Oil Price Today (May 21): Crude Oil Rises Slightly After Two Days of Fall as Iran-US Issue Fresh Threats. What Lies Ahead?
Oil prices saw marginal gains on Tuesday, May 21, after two days of decline. The small increase came as fresh threats between Iran and the United States heightened concerns over the Strait of Hormuz closure. This narrow waterway is a critical passage for global oil shipments.
Brent crude futures rose by about 0.3 percent to trade near $102 per barrel. West Texas Intermediate crude also edged up to around $98 per barrel. The gains were modest but significant because they reversed a short-term downward trend. Investors remain cautious as geopolitical tensions continue to influence the market.
Why the Strait of Hormuz Matters
The Strait of Hormuz is a narrow channel between Iran and Oman. About 20 percent of the world’s oil passes through it every day. Any disruption there can cause prices to spike quickly. In recent weeks, Iran has threatened to block the strait in response to US sanctions and military pressure. The US has responded with warnings of its own, including possible airstrikes on Iranian facilities.

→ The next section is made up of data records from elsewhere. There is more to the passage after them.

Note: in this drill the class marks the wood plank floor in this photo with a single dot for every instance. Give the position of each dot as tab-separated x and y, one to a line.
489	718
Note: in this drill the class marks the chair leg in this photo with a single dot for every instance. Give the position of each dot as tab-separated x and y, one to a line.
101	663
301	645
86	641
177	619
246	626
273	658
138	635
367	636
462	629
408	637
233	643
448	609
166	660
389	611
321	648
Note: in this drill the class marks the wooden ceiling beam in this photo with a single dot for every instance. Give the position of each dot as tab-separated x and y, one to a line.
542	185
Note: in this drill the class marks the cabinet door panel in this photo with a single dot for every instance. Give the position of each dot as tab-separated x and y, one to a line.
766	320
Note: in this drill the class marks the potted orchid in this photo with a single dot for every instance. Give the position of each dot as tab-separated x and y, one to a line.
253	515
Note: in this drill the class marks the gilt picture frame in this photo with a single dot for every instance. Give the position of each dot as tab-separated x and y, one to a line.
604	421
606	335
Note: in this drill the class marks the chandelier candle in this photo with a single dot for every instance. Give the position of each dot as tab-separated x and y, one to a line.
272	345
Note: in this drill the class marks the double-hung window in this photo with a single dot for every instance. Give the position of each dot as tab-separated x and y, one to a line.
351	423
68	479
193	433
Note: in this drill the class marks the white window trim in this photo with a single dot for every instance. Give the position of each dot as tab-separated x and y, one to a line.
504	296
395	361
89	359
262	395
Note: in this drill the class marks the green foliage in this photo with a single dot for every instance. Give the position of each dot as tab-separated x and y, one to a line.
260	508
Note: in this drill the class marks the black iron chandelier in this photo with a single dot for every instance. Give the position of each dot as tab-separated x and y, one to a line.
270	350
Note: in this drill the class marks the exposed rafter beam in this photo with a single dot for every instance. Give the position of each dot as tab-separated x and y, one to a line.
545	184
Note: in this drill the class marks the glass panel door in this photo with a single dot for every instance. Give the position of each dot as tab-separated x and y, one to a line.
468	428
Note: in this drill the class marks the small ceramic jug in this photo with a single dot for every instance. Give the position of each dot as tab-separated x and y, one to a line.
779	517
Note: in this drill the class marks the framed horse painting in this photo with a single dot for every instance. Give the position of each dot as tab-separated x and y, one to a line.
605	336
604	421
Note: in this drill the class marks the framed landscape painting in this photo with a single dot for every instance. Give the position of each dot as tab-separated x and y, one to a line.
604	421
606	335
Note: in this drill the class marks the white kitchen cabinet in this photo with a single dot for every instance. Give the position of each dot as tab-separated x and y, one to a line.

These threats are not new. But they have become more intense in the past few days. On Monday, Iran announced it was examining a new US proposal for negotiations. At the same time, President Donald Trump indicated that talks are on the “borderline” between a deal and renewed strikes. This mixed signal has left traders uncertain about the next move.
What the Fresh Threats Mean for Oil Prices
The ongoing blockade of the vital waterway continues to keep oil prices above $100 per barrel. Even a small chance of closure pushes prices higher because traders factor in the risk. If the strait were to close, oil prices could jump to $150 or more in a matter of days. That would hurt economies worldwide, especially in countries that rely on imported oil.
For now, the market is watching two key factors. First, whether Iran and the US can reach a diplomatic agreement. Second, whether either side takes military action. Both scenarios are possible, and both would affect oil prices differently.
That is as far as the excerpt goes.